Investing into ISAs and LISAs means no tax will be paid on any returns (dividend and interest) received. But unlike saving into a pension arrangement no tax relief on contributions (up to £40,000) a year will be given.

A perfect scenario is to have a pension savings plan in place and taking advantage of as much tax relief as your earnings will allow.

Remember, even if contributions aren’t made every year you can still benefit from ‘carry forward’ if the nature of your self-employment is such that you receive sporadic large payments. Then if you also contribute as much as possible to an ISA you will, hopefully, be setting yourself up for a rosier retirement.

Read More on the Carry Forward and Annual Allowances

Do you like the thought of being able to access your money, if you need to?

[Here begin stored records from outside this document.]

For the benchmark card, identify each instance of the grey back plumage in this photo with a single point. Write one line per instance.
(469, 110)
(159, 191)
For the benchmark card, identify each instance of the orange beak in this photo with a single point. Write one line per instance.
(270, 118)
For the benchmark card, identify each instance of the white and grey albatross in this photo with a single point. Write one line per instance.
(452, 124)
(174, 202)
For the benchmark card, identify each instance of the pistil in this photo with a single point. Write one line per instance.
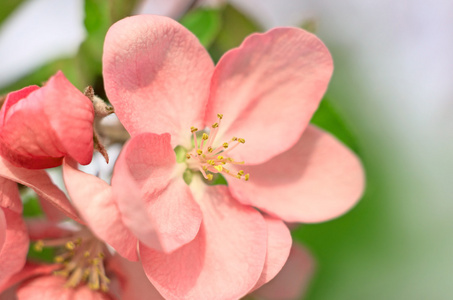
(209, 160)
(82, 260)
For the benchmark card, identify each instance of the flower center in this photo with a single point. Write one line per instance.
(82, 260)
(210, 160)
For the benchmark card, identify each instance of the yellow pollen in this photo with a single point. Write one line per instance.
(39, 245)
(70, 245)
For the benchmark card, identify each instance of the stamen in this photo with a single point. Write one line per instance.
(208, 159)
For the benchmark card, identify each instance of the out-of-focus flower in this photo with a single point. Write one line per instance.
(84, 269)
(200, 241)
(291, 282)
(40, 126)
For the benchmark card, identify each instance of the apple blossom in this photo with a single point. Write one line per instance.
(253, 109)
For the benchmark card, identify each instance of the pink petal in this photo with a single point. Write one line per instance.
(133, 282)
(316, 180)
(94, 200)
(52, 288)
(40, 182)
(224, 261)
(9, 195)
(156, 203)
(292, 281)
(50, 123)
(15, 246)
(156, 74)
(279, 243)
(13, 98)
(267, 90)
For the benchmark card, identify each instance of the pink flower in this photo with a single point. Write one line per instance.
(126, 280)
(40, 126)
(198, 241)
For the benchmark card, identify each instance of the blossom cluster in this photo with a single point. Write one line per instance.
(163, 228)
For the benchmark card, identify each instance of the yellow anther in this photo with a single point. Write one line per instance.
(39, 246)
(70, 245)
(59, 259)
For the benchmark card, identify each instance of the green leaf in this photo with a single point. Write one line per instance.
(204, 23)
(32, 208)
(235, 28)
(328, 119)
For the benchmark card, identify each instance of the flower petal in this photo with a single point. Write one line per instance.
(224, 261)
(292, 281)
(29, 270)
(94, 199)
(133, 282)
(279, 243)
(316, 180)
(268, 90)
(157, 206)
(15, 247)
(40, 182)
(52, 287)
(48, 124)
(156, 74)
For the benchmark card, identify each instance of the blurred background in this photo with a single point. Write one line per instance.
(390, 100)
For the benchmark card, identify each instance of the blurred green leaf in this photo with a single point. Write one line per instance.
(46, 255)
(204, 23)
(8, 6)
(235, 28)
(328, 119)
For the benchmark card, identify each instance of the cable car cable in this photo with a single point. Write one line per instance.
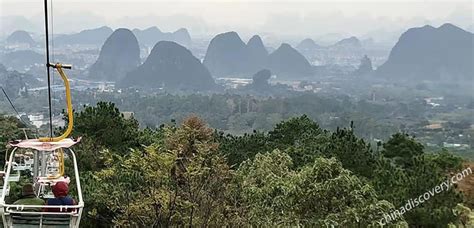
(13, 106)
(47, 67)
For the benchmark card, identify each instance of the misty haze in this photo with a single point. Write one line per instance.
(237, 113)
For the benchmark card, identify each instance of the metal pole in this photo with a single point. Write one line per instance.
(47, 67)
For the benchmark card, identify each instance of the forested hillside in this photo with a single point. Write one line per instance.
(297, 174)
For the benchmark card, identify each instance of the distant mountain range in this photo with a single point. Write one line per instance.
(443, 53)
(95, 36)
(152, 35)
(119, 55)
(170, 66)
(14, 83)
(228, 55)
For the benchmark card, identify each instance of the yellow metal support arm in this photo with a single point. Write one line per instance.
(59, 67)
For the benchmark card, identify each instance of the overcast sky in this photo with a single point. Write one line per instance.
(285, 18)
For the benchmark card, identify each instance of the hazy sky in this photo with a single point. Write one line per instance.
(286, 18)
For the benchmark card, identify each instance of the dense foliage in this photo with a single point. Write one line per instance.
(296, 174)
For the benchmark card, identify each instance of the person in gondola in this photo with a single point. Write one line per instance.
(29, 198)
(60, 191)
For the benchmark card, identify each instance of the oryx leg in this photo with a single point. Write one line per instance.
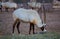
(18, 27)
(31, 27)
(14, 25)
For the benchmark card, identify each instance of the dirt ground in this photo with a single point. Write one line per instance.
(52, 21)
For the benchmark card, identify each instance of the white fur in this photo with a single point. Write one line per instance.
(34, 4)
(9, 5)
(28, 15)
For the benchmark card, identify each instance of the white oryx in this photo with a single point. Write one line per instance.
(27, 16)
(34, 4)
(9, 5)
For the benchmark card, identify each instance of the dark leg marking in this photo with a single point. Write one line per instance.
(31, 26)
(14, 25)
(42, 28)
(6, 9)
(18, 26)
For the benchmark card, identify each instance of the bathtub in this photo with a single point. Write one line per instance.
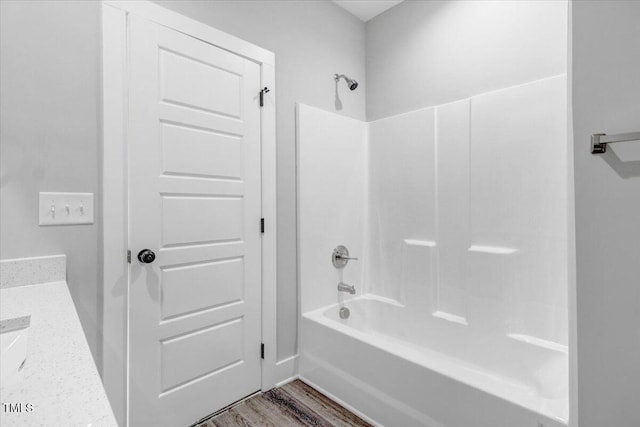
(398, 370)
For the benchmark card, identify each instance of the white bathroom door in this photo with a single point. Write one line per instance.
(194, 201)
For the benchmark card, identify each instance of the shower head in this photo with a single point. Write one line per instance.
(350, 82)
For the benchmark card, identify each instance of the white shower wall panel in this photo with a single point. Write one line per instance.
(401, 196)
(467, 211)
(332, 202)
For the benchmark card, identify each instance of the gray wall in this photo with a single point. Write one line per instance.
(425, 53)
(312, 40)
(606, 98)
(49, 102)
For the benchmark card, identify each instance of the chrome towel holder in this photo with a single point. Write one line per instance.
(599, 141)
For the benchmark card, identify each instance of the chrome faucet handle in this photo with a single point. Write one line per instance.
(340, 256)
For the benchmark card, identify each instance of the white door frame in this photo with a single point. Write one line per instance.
(113, 246)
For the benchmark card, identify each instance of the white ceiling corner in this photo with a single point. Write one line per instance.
(366, 9)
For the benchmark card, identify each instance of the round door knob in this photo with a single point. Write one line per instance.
(146, 256)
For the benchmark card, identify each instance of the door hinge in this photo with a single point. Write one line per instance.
(262, 92)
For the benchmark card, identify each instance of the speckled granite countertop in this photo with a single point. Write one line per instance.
(60, 380)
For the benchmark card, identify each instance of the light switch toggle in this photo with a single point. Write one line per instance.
(76, 208)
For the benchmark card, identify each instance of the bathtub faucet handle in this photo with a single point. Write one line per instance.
(340, 256)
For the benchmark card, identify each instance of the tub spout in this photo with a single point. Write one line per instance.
(343, 287)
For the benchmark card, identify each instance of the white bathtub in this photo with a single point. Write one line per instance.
(400, 370)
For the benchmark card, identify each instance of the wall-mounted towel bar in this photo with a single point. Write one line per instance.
(599, 141)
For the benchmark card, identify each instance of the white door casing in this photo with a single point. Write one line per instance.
(195, 200)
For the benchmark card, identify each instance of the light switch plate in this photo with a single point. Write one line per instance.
(66, 208)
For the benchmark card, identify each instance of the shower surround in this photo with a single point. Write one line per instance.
(459, 216)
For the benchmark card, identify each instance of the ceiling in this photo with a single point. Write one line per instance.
(366, 9)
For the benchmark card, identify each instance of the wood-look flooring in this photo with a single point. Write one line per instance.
(292, 405)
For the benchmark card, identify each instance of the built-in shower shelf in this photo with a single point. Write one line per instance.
(539, 342)
(494, 250)
(451, 317)
(415, 242)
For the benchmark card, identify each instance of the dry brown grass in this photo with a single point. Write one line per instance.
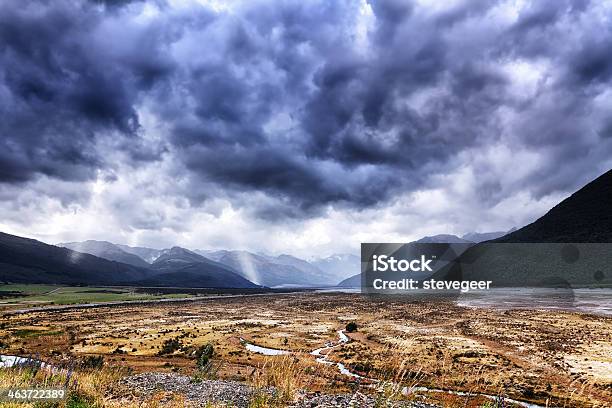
(286, 373)
(84, 387)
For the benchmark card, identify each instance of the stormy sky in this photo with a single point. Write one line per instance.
(302, 127)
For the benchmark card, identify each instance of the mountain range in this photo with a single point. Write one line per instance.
(583, 217)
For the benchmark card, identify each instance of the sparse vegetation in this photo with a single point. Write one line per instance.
(351, 327)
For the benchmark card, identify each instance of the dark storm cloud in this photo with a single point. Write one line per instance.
(63, 89)
(311, 103)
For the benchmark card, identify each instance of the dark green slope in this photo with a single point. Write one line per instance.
(585, 216)
(26, 260)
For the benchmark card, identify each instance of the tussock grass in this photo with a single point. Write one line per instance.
(85, 387)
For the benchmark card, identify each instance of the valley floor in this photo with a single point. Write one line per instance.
(406, 351)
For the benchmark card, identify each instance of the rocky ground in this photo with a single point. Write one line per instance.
(167, 386)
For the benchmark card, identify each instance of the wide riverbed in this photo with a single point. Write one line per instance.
(596, 301)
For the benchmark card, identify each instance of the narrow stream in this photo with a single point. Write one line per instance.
(321, 354)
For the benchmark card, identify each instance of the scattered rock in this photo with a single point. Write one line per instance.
(145, 385)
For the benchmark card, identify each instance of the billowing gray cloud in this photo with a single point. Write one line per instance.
(343, 104)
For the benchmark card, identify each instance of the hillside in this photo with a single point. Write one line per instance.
(181, 267)
(585, 216)
(26, 260)
(106, 250)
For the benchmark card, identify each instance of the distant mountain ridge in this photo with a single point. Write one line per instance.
(148, 254)
(24, 260)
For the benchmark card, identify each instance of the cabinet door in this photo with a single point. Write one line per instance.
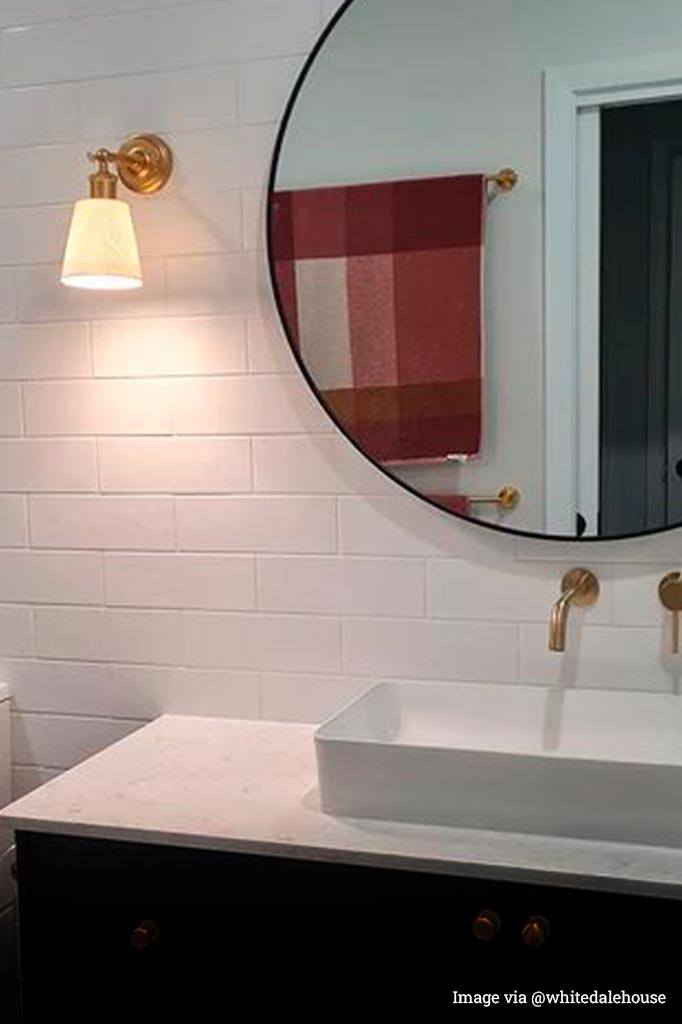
(408, 939)
(135, 925)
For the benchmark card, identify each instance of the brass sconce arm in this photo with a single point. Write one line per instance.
(143, 164)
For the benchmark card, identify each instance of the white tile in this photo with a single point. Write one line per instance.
(264, 87)
(463, 651)
(223, 158)
(258, 403)
(506, 592)
(399, 525)
(253, 219)
(289, 643)
(110, 407)
(60, 741)
(315, 465)
(61, 687)
(34, 175)
(33, 235)
(35, 351)
(307, 697)
(194, 221)
(28, 777)
(41, 297)
(268, 349)
(178, 465)
(635, 658)
(636, 600)
(341, 586)
(91, 47)
(48, 578)
(180, 581)
(174, 37)
(13, 521)
(179, 100)
(186, 691)
(212, 285)
(27, 11)
(10, 411)
(7, 296)
(15, 631)
(170, 346)
(280, 524)
(268, 28)
(37, 115)
(47, 465)
(109, 635)
(94, 521)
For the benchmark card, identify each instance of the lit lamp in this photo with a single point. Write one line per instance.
(101, 248)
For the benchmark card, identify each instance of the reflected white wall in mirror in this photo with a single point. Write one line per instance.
(405, 90)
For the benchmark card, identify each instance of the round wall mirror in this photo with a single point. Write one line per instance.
(475, 244)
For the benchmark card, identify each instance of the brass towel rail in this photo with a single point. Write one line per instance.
(506, 499)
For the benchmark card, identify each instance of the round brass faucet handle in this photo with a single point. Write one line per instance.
(585, 586)
(486, 926)
(536, 932)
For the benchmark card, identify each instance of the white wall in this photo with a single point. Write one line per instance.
(180, 528)
(409, 88)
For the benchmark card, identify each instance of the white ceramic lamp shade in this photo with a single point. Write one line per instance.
(101, 248)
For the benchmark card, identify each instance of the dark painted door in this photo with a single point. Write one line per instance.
(641, 318)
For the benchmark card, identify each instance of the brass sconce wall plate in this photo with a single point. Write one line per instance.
(144, 164)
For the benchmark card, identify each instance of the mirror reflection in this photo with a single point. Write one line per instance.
(475, 238)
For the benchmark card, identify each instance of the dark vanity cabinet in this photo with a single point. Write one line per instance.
(145, 929)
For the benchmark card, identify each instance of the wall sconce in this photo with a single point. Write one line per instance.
(101, 248)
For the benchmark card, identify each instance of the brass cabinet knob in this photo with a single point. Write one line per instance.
(486, 926)
(536, 932)
(144, 934)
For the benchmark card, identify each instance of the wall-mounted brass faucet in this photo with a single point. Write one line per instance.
(579, 587)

If so, an ISA (and not a pension or LISA) could be the most suitable option. The downside is that by having that very flexibility it may prove too much of a temptation NOT to access funds in an ISA! 

As with all financial planning each of our individual circumstances are so different.

IF life is plain sailing with a profitable self employment history then over the course of time sufficient savings into a pension and/or ISA will pay off.

In contrast, if self employment is patchy with wild swings with income sticking to the ISA route may be most suitable.